Un regard à la couverture du livre de Fabrice Virgili suffit à convoquer les représentations ancrées dans l'imaginaire de chacun: deux patriotes entraînent une femme dont le visage et l'identité sont dissimulés par une abondante chevelure; le sous-titre précise son devenir... Et le lecteur d'anticiper sur le contenu de l'ouvrage: épuration sauvage, collaboration horizontale, résistants de la dernière heure sans doute, victime peut-être. Mais dès l'introduction, l'auteur brise «l'image uniforme de "la tondue" [...] paravent derrière lequel restait caché le factuel».

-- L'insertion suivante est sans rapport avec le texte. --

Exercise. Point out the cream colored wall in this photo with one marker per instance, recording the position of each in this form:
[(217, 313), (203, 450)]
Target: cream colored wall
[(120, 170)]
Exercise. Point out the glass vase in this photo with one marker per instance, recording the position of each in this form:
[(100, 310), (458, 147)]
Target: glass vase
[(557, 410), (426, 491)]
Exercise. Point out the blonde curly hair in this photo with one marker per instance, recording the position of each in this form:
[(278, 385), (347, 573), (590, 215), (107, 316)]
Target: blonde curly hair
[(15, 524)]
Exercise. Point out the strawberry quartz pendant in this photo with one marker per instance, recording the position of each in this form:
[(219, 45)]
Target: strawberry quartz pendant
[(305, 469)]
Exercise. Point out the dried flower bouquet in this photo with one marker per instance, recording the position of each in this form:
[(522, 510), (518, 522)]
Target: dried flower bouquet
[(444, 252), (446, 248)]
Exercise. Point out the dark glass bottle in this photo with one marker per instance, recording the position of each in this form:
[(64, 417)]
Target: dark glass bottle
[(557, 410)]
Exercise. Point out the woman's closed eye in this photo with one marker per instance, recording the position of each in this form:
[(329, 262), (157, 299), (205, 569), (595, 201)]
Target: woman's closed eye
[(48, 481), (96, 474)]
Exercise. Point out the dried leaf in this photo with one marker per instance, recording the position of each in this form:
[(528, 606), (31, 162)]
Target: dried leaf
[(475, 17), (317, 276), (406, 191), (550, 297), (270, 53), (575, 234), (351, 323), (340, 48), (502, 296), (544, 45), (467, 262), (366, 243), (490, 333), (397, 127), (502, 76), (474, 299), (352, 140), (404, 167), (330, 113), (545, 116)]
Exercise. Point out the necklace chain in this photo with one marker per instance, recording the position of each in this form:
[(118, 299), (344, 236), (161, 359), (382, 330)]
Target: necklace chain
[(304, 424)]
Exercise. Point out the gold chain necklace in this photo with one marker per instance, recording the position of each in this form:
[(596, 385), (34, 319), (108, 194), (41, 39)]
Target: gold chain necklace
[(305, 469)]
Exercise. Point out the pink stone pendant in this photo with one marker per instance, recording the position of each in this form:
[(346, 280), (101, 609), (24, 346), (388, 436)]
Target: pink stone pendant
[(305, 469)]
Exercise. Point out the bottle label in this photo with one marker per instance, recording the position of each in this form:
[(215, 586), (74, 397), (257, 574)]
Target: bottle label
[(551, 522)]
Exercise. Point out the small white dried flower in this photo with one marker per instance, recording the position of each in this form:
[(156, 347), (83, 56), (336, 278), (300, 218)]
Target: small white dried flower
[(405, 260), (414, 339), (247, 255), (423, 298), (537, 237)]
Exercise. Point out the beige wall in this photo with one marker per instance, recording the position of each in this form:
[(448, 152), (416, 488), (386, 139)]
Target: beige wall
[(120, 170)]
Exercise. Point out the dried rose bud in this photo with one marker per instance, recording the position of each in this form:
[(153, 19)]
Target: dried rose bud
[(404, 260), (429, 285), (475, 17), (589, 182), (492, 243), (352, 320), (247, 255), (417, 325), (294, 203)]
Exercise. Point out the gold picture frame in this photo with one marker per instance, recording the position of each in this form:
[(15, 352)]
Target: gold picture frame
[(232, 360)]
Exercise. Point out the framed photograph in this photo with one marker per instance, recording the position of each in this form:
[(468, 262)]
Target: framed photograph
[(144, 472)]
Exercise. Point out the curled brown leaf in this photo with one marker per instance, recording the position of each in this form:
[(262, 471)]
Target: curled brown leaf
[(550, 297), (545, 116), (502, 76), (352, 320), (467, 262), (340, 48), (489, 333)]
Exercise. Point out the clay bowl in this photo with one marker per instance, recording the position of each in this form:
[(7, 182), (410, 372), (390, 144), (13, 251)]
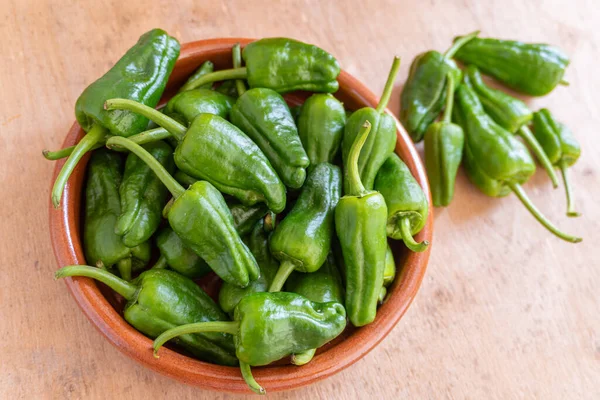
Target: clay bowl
[(102, 307)]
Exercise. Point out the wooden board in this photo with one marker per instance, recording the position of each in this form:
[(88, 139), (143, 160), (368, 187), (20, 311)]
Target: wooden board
[(506, 310)]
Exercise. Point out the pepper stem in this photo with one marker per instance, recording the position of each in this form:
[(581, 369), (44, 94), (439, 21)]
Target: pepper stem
[(223, 75), (539, 153), (174, 187), (460, 42), (518, 190), (231, 327), (570, 199), (408, 239), (87, 143), (389, 86), (174, 127), (284, 271), (124, 288)]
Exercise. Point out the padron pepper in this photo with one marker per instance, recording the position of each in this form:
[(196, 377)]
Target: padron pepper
[(214, 150), (140, 75), (531, 68), (159, 300), (283, 65), (496, 161), (201, 218), (510, 113), (444, 143), (269, 326), (303, 239), (424, 92), (360, 223), (560, 146)]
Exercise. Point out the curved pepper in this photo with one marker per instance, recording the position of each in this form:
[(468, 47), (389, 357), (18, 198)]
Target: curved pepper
[(382, 140), (424, 92), (140, 75), (201, 218), (303, 239), (530, 68), (270, 326), (560, 146), (159, 300), (510, 113), (237, 167), (360, 223), (496, 161)]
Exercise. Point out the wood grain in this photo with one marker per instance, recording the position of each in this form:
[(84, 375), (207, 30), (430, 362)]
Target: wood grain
[(505, 311)]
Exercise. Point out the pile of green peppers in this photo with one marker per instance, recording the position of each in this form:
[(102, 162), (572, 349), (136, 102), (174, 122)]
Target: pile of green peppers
[(291, 208)]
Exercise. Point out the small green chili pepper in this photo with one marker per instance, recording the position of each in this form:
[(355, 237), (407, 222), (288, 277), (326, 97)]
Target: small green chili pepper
[(560, 146)]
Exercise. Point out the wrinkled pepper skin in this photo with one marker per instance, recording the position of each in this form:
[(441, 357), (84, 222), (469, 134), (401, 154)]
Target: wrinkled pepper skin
[(143, 196), (265, 117), (531, 68), (321, 126), (159, 300)]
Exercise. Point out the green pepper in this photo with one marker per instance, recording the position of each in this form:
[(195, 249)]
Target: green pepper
[(560, 146), (140, 75), (510, 113), (201, 218), (159, 300), (496, 161), (270, 326), (380, 143), (217, 151), (283, 65), (321, 286), (360, 223), (303, 239), (444, 143), (530, 68), (424, 92)]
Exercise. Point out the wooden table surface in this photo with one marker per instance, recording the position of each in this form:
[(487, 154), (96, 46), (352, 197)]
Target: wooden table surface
[(506, 310)]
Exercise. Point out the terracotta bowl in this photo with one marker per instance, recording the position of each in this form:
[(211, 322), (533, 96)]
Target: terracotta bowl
[(102, 307)]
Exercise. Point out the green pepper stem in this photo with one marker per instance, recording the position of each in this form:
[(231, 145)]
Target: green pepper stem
[(231, 327), (408, 239), (87, 143), (249, 379), (355, 186), (460, 42), (174, 187), (535, 147), (174, 127), (389, 86), (223, 75), (570, 199), (124, 288), (518, 190), (284, 271)]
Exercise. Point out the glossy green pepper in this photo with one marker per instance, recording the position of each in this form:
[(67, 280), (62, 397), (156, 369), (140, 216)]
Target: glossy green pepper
[(140, 75), (201, 218), (510, 113), (530, 68), (424, 92), (283, 65), (321, 126), (360, 223), (159, 300), (303, 239), (496, 161), (217, 151), (560, 146), (382, 140), (270, 326), (102, 246), (444, 142)]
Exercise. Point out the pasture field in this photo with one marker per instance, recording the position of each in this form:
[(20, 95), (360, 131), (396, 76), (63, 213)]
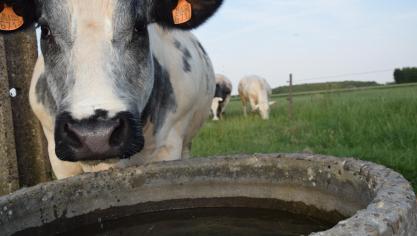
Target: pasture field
[(373, 125)]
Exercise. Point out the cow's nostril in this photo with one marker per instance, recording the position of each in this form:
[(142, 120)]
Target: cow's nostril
[(72, 137), (118, 136)]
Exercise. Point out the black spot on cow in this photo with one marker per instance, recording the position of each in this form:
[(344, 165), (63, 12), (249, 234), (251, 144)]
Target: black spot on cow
[(186, 55), (44, 94), (222, 91), (162, 99), (201, 48)]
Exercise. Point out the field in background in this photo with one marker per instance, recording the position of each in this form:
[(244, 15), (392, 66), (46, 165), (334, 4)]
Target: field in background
[(375, 125), (325, 86)]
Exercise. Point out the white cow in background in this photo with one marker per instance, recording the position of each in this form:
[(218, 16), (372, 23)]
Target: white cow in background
[(221, 96), (255, 90)]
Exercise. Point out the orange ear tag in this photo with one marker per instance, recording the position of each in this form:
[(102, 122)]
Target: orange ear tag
[(182, 13), (9, 20)]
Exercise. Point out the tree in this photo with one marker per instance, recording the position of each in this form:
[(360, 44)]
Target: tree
[(405, 75)]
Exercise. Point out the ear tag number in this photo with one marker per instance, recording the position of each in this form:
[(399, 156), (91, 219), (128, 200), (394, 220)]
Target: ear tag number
[(9, 20), (182, 13)]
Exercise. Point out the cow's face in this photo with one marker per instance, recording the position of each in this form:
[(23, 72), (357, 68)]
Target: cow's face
[(98, 73)]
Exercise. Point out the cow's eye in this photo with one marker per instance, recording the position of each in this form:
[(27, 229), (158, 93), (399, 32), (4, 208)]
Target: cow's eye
[(45, 32), (140, 27)]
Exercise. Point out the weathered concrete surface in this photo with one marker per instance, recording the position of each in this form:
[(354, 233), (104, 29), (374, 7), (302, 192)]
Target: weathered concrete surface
[(377, 200), (33, 162), (9, 176)]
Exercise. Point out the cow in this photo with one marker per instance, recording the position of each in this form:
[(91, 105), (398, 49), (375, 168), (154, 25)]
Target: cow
[(255, 91), (221, 96), (119, 83)]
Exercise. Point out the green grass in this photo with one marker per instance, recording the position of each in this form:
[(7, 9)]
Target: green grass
[(374, 125)]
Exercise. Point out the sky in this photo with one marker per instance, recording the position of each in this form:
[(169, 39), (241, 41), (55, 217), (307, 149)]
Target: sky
[(315, 40)]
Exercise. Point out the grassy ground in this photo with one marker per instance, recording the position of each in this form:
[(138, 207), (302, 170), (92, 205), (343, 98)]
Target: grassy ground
[(374, 125)]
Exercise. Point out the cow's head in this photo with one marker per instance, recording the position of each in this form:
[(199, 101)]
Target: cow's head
[(98, 70)]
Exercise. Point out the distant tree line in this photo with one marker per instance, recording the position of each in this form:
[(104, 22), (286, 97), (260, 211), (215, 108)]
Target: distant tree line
[(405, 75), (325, 86)]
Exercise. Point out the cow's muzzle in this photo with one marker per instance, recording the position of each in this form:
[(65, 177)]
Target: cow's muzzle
[(98, 137)]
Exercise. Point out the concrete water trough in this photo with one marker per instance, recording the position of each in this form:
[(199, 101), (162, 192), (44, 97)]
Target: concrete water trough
[(274, 194)]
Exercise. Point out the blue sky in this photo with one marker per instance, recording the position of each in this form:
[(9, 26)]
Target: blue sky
[(312, 39)]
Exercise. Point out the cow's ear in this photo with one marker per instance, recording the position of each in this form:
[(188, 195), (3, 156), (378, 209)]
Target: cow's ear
[(17, 15), (182, 14)]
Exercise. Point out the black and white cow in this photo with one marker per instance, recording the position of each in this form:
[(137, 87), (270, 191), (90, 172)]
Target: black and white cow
[(118, 83), (221, 96)]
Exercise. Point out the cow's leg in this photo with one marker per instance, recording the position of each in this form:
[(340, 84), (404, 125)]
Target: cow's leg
[(62, 169), (244, 104)]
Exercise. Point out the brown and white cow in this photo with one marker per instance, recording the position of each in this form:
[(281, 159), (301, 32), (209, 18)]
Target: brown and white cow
[(118, 83), (255, 91), (221, 96)]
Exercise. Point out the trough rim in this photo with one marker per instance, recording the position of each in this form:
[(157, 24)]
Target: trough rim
[(392, 210)]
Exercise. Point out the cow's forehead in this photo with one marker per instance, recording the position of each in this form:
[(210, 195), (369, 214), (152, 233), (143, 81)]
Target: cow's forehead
[(99, 10)]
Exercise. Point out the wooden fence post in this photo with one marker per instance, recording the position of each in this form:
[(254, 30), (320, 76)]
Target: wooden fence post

L'historien a donc débusqué des faits, cherchant leurs «évocations aux marges des sources existantes». Ces données comblent une lacune historiographique et sortent le châtiment de son statut de «souvenir flottant». (1) Evaluées à vingt mille, les tontes sont une pratique répandue. Cette comptabilité cartographiée, certes difficile et aléatoire, rectifie leur chronologie: débutées dès 1943, repérables encore en 1946, elles ne sauraient être un phénomène spontané et sporadique de la Libération. Le chiffre, non définitif, dénonce l'interprétation unique de la tonsure: elle est une «sanction à toutes les formes de la collaboration» alors même que «l'équivalence entre tonte et relation sexuelle est [...] contemporaine du phénomène»; or la tonte pour relation intime ne concerne que 57 % des cas mais touche à 96 % des femmes, preuve de son caractère sexué.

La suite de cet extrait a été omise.